Altı hafta ila iki ay arasında sürmesi beklenen dava televizyonda yayınlanmayacak olsa da medya ve Trump destekçilerince yakından takip edilecek. Trump önceki duruşmalarda mahkeme kurallarını sıkça ihlal eden, hakimleri çileden çıkaran inatçı bir sanıktı. Trump mülklerini değerinden fazla gösterdiği için dolandırıcılıktan yargılandığı davada da duruşma salonunu miting alanına çevirmiş, bu yüzden Yargıç Arthur Engoron Trump’a müdahale etmek zorunda kalmıştı.
Trump şimdiye kadar açılan tüm davaları kendisini bezdirerek aday olmaktan caydırma amacı güttüğünü savunmuş, “cadı avına” kurban gittiğini söylemişti. Seçmenleri de şimdiye kadar bu savunmayı kabul etmiş görünüyor. Zira her duruşmadan sonra seçmenleri Trump’a yaptıkları bağışı artırıyor. Ayrıca son zamanlarda Trump da mağdurluk dozajını artırmaya, kendini Güney Afrika’nın apartheid karşıtı kahramanı Nelson Mandela ve yılın başlarında ölen Rus muhalif Aleksey Navalni’ye benzetmeye başladı bile.
Kasıtlı ya da kasıtsız, en az altı hafta sürmesi beklenen sus payı davasının haftada dört gün düzenlenmesi planlanıyor ve Trump’ın bu duruşmalara katılması gerekecek. Trump yargıçtan oğlunun lise mezuniyetine katılabilmek için 17 Mayıs’taki duruşmaya katılmamak için izin istedi ancak bu talep bile yargıç tarafından “İzin verilip verilmeyeceği duruşmanın planlamaya uygun gidip gitmediğine, davanın neresinde olduğumuza bağlı” diye cevap verdi.
Trump vaktini duruşmalarda geçirirken Biden’a miting düzenlemek için bolca vakit kalacak. Şimdi asıl sorun Trump’ın kararsız seçmeni kasımdaki seçimde oy vermeye ikna edip edemeyeceği. Bazı anketler Cumhuriyetçi seçmenlerden bazılarının Trump suçlu bulunursa eski başkana oy verme konusunda tereddüt yaşayabileceğini gösteriyor.

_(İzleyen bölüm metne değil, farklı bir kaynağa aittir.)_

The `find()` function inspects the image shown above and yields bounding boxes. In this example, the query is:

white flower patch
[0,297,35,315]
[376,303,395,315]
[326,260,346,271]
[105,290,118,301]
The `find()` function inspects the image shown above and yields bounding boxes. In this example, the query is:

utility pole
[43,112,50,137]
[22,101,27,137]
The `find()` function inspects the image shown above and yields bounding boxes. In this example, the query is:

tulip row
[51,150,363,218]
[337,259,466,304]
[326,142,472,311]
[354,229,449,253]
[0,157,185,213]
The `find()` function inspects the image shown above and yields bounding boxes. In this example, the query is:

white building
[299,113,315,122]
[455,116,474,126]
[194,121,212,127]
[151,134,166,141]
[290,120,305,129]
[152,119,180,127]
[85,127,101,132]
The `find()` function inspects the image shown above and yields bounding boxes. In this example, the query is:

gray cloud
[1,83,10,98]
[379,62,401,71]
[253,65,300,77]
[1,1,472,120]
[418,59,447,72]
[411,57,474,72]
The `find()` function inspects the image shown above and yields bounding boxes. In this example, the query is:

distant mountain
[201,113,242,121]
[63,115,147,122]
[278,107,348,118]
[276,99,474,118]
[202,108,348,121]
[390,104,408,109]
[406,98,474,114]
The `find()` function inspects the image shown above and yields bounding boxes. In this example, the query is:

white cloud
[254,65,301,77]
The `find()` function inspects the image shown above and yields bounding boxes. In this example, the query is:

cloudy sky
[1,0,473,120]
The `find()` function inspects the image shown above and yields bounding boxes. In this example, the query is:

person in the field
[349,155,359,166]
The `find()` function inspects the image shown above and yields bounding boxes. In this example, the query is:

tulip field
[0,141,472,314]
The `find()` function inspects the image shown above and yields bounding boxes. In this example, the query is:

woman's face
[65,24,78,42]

Ancak ABD basını mevcut koşulların olağandışı olduğunu ve Trump’ın suçlu bulunmasının yaratacağı sonucu kestirmekte zorlanıyor. Anketler Biden ve Trump arasındaki yarışın çok başa baş gittiğini gösteriyor. Yani ikisi de henüz arayı açmış sayılmaz.
Zaten öncelikle duruşmada jüri olacak kişiler seçilecek ki bunun en az bir hafta sürmesi bekleniyor. Trump jüri seçimi konusunda cuma günü yaptığı açıklamada “Jüri seçimi büyük ölçüde şanstır. Kimin bulunacağına bağlıdır. Yargılanmam hiç adil değil” demişti. Bugünkü duruşmada 96 jüri adayı yargıcın karşısına çıkarıldı ama yarısından fazlası “adil ve tarafsız olamayacağını” söyledikten sonra elendi.